Today we journey to the land of Blawgletter's legal schooling — the Commonwealth of Massachusetts. We do so not to visit the question of same-sex marriages, nor the issue of banning class actions in arbitration clauses. We travel thither instead to look at how well law firms do vis-a-vis clients that take bankruptcy without paying.

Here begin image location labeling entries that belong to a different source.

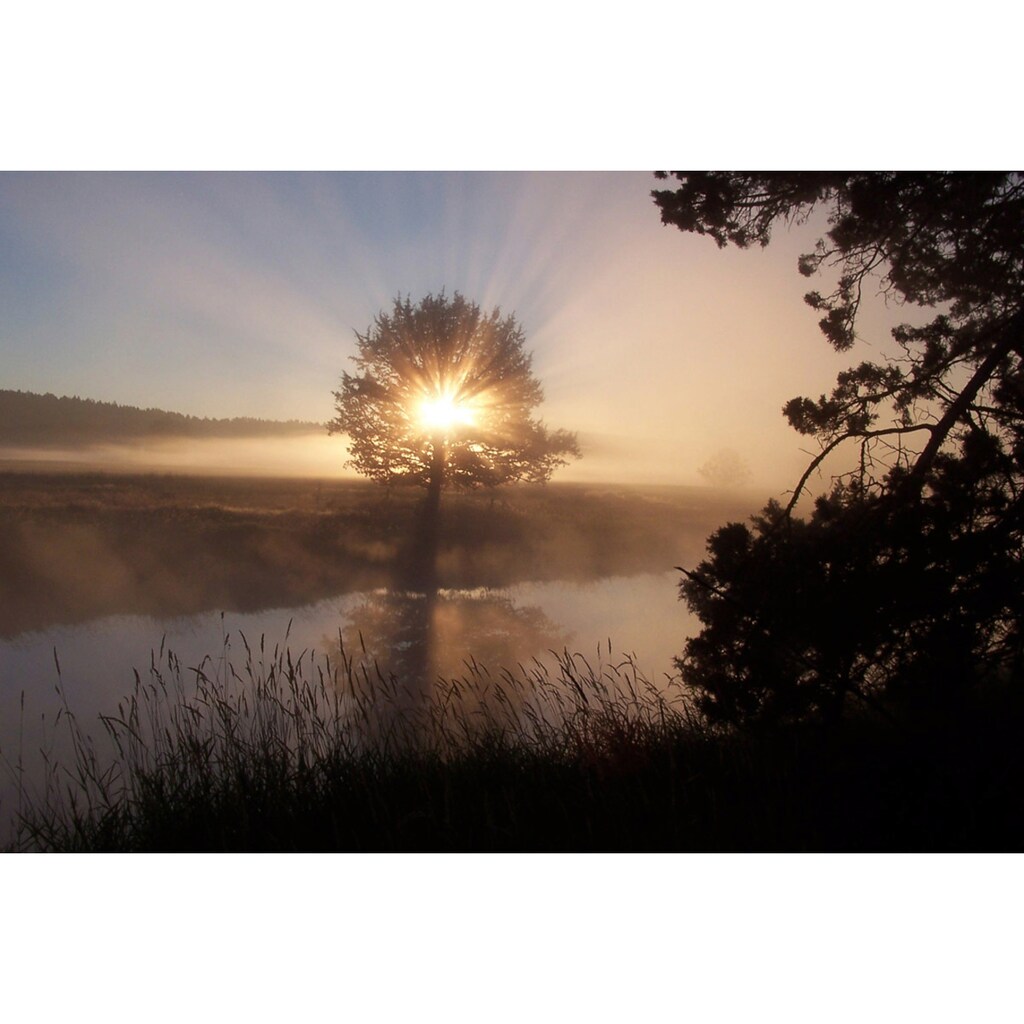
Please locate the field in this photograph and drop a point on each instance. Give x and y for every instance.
(76, 546)
(192, 762)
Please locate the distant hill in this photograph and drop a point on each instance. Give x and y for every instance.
(45, 419)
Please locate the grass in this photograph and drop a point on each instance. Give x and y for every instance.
(300, 753)
(78, 546)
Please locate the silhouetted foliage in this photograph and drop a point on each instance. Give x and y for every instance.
(906, 580)
(45, 419)
(469, 372)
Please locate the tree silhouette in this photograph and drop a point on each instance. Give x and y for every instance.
(907, 578)
(444, 395)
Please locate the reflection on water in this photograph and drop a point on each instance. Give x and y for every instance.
(419, 635)
(419, 641)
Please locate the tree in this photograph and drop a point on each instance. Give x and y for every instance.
(444, 395)
(907, 578)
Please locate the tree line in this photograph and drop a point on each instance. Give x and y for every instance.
(46, 419)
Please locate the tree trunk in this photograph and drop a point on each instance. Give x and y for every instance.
(436, 479)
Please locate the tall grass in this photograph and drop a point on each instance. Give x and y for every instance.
(268, 750)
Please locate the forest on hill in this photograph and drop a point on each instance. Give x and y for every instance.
(45, 419)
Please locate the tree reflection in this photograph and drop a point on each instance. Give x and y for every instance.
(422, 646)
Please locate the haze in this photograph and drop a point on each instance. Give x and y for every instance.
(238, 294)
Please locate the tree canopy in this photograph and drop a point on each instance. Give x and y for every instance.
(907, 578)
(444, 394)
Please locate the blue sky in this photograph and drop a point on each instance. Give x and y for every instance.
(238, 294)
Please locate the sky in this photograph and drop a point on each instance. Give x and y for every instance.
(224, 294)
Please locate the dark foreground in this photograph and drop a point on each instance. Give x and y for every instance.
(628, 771)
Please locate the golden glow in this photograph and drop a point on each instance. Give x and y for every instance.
(443, 413)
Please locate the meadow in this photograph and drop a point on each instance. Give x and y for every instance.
(262, 747)
(75, 546)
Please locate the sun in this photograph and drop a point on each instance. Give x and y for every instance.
(444, 413)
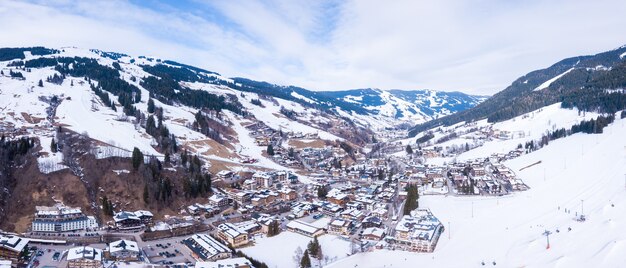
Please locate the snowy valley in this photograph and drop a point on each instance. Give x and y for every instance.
(192, 168)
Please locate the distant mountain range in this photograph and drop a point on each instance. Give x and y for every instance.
(590, 83)
(415, 105)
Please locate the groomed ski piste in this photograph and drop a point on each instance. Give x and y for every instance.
(580, 174)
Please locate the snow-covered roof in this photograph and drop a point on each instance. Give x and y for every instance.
(227, 263)
(123, 245)
(231, 230)
(84, 253)
(205, 245)
(303, 226)
(13, 243)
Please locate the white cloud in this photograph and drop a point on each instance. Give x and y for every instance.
(473, 46)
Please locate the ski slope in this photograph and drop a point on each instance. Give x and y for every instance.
(578, 172)
(546, 84)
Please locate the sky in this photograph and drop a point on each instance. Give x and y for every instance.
(478, 47)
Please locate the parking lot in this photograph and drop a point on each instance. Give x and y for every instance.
(167, 251)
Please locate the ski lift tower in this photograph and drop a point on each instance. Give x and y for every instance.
(547, 234)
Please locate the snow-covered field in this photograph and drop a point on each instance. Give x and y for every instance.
(580, 172)
(278, 251)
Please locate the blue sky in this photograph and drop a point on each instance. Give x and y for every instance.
(478, 47)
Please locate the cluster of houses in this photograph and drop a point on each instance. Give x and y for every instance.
(12, 250)
(60, 218)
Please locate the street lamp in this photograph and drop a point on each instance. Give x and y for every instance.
(582, 207)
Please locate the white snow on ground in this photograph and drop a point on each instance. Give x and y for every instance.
(49, 162)
(76, 111)
(247, 146)
(546, 84)
(508, 230)
(530, 126)
(278, 251)
(299, 96)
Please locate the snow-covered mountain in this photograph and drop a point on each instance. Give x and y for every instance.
(414, 106)
(573, 175)
(591, 83)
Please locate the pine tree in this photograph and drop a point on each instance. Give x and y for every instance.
(146, 194)
(183, 157)
(151, 106)
(322, 192)
(314, 248)
(411, 202)
(137, 158)
(53, 146)
(305, 262)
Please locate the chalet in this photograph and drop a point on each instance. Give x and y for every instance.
(84, 257)
(353, 215)
(478, 171)
(374, 234)
(11, 247)
(132, 220)
(124, 250)
(262, 180)
(304, 228)
(218, 201)
(339, 227)
(207, 248)
(240, 262)
(225, 175)
(287, 194)
(419, 231)
(372, 221)
(232, 235)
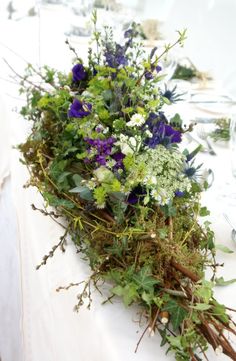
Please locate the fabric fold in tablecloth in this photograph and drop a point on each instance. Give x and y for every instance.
(4, 141)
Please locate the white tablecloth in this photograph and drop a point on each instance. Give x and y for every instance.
(42, 323)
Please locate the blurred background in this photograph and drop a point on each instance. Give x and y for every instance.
(36, 30)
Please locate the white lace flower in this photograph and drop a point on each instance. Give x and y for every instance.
(136, 120)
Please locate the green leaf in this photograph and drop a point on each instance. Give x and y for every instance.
(129, 293)
(204, 212)
(221, 282)
(223, 248)
(175, 341)
(219, 311)
(163, 232)
(204, 291)
(77, 179)
(84, 192)
(57, 202)
(177, 313)
(118, 290)
(201, 306)
(144, 280)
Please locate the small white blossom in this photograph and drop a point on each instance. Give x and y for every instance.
(101, 205)
(103, 174)
(164, 320)
(148, 133)
(136, 120)
(218, 350)
(151, 332)
(150, 180)
(128, 144)
(91, 184)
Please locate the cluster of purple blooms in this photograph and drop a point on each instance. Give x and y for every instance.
(103, 148)
(162, 133)
(79, 109)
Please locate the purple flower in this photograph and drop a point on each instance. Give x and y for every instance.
(148, 75)
(115, 58)
(118, 157)
(132, 198)
(137, 194)
(103, 148)
(162, 133)
(101, 159)
(79, 72)
(79, 109)
(179, 194)
(129, 33)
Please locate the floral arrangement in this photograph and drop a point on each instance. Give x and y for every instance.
(106, 158)
(222, 130)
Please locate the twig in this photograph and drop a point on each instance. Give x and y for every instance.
(185, 271)
(140, 339)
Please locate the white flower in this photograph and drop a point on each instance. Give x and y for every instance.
(103, 174)
(128, 144)
(218, 350)
(136, 120)
(148, 133)
(150, 180)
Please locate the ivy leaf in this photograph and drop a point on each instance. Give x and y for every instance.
(129, 293)
(144, 280)
(204, 291)
(77, 179)
(221, 281)
(177, 313)
(84, 192)
(219, 311)
(223, 248)
(57, 202)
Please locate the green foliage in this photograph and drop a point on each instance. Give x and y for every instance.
(90, 162)
(177, 313)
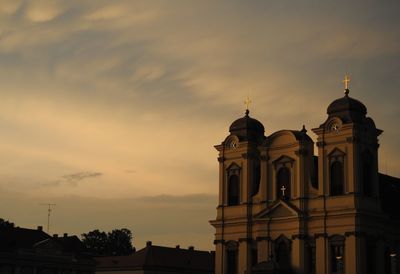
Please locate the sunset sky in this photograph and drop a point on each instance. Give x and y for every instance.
(111, 109)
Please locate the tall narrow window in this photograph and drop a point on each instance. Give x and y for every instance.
(233, 190)
(311, 258)
(371, 255)
(232, 257)
(283, 183)
(256, 180)
(337, 254)
(282, 253)
(367, 174)
(337, 179)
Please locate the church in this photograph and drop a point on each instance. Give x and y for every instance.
(283, 209)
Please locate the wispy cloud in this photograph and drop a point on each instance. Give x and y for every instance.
(73, 179)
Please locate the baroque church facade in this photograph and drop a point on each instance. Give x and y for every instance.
(282, 209)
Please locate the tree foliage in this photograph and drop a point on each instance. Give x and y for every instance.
(6, 224)
(116, 242)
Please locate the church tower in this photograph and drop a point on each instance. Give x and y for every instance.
(239, 180)
(282, 209)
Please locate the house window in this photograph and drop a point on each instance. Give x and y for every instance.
(283, 183)
(233, 190)
(336, 179)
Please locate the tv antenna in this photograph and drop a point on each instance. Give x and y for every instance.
(49, 209)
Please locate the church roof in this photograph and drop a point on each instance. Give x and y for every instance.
(348, 109)
(390, 194)
(247, 128)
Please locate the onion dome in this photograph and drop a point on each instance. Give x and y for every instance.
(347, 109)
(247, 128)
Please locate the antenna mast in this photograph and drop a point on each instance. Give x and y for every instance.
(48, 215)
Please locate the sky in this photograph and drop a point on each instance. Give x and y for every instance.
(111, 109)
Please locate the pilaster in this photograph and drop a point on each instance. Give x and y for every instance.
(298, 255)
(244, 257)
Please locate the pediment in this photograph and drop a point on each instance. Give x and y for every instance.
(280, 209)
(336, 152)
(283, 159)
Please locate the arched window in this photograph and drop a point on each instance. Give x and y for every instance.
(232, 257)
(367, 174)
(256, 180)
(282, 253)
(337, 179)
(233, 190)
(337, 254)
(283, 183)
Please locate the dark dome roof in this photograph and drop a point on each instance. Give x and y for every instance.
(247, 128)
(348, 109)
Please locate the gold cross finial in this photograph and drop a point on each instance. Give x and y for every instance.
(346, 82)
(247, 102)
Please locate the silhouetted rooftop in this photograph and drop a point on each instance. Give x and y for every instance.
(157, 257)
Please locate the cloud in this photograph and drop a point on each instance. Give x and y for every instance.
(73, 179)
(43, 10)
(79, 176)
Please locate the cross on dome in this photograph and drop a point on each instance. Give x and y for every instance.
(247, 102)
(346, 83)
(283, 188)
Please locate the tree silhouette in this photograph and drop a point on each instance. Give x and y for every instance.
(6, 224)
(116, 242)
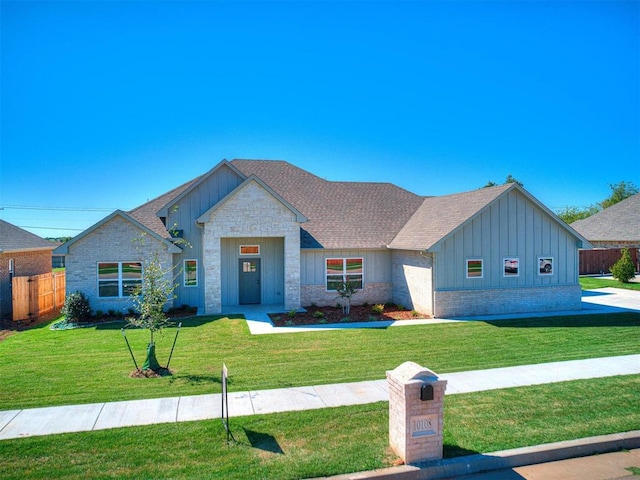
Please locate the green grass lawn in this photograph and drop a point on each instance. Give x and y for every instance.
(329, 441)
(40, 367)
(590, 283)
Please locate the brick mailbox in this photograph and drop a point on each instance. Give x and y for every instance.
(416, 412)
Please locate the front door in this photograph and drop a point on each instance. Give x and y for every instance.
(249, 281)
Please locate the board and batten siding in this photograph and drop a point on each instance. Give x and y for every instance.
(511, 227)
(271, 269)
(181, 216)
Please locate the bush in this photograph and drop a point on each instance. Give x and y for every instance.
(378, 308)
(623, 269)
(76, 307)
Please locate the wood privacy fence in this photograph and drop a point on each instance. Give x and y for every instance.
(37, 295)
(599, 260)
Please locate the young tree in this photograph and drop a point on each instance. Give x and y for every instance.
(149, 300)
(347, 290)
(623, 270)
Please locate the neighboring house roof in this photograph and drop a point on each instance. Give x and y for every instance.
(619, 222)
(15, 239)
(339, 214)
(64, 248)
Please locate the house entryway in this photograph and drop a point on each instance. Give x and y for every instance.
(249, 281)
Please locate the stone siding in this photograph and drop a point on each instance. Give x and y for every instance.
(251, 212)
(507, 300)
(115, 241)
(372, 293)
(412, 280)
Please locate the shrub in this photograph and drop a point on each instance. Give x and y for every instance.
(623, 269)
(378, 308)
(76, 307)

The Supreme Judicial Court of Massachusetts last week ruled that Ropes & Gray LLP held a valid statutory lien on an insolvent client's patent and could collect on the lien out of proceeds from the sale of the patent. The Bay State statute — General Laws ch. 221, § 50 — granted "the attorney who appears for a client . . . a lien for his reasonable fees and expenses upon his client's . . . claim". It also stated that the lien arose "[f]rom the [attorney's] authorized . . . appearance in any proceeding before any state or federal department".
The Court read the statute:
- to create a lawyer's lien from the moment the "attorney" (Ropes & Gray) appeared before a "federal department" (the U.S. Patent and Trademark Office) to press the client's "claim" (the patent application),
- to fix the lien on the result of pressing the claim (the patent), and
- to apply the lien to the funds resulting from pre-bankruptcy sale of the patent.
Ropes & Gray LLP v. Jalbert, No. SJC-10333 (Mass. July 28, 2009) (answering questions that First Circuit certified in In re Engage, Inc., 544 F.3d 50, 58 (1st Cir.2008)).